MIMIKA — Persentase penduduk miskin di Kabupaten Mimika pada Maret 2025 tercatat sebesar 13,70 persen, mengalami penurunan 0,48 persen poin dibandingkan Maret 2024 yang berada di angka 14,18 persen.
Penurunan ini menandai perbaikan kondisi kesejahteraan sebagian warga, meski tantangan ekonomi belum sepenuhnya mereda.
Berdasarkan data Badan Pusat Statistik (BPS), jumlah penduduk miskin di Mimika pada Maret 2025 mencapai 31,31 ribu orang, berkurang sekitar 780 orang dibandingkan periode yang sama tahun sebelumnya.
Artinya, dari setiap 100 penduduk Mimika, sekitar 13 hingga 14 orang masih hidup di bawah garis kemiskinan .
Menariknya, meski angka kemiskinan menurun, Garis Kemiskinan justru mengalami kenaikan.

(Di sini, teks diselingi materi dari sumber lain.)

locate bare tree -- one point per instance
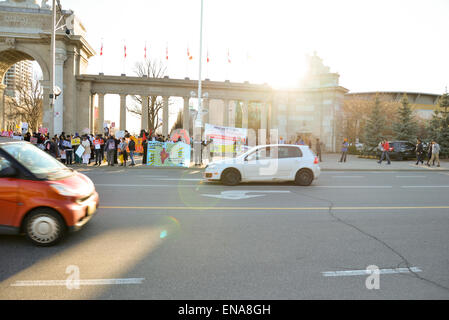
(27, 104)
(151, 69)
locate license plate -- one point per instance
(91, 208)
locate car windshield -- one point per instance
(41, 164)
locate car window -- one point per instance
(40, 163)
(4, 164)
(289, 152)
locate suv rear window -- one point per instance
(289, 152)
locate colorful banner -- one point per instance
(225, 139)
(168, 154)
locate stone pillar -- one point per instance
(122, 112)
(186, 115)
(263, 123)
(100, 120)
(165, 117)
(84, 107)
(144, 117)
(245, 114)
(232, 111)
(226, 113)
(58, 113)
(92, 114)
(47, 117)
(2, 108)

Pada Maret 2025, garis kemiskinan Mimika tercatat sebesar Rp1.166.466 per kapita per bulan, meningkat sekitar 6,12 persen dibandingkan Maret 2024.
Kondisi itu menunjukkan bahwa biaya minimum untuk memenuhi kebutuhan dasar masyarakat terus bertambah .
Secara regional, Mimika menjadi kabupaten dengan persentase penduduk miskin terendah di Provinsi Papua Tengah, jauh di bawah rata-rata provinsi yang mencapai 28,90 persen.
Sebaliknya, beberapa daerah lain seperti Intan Jaya, Puncak, dan Puncak Jaya masih mencatat tingkat kemiskinan di atas 35 persen .
Dari sisi kualitas kemiskinan, BPS mencatat Indeks Kedalaman Kemiskinan (P1) di Mimika turun dari 3,82 pada Maret 2024 menjadi 3,65 pada Maret 2025.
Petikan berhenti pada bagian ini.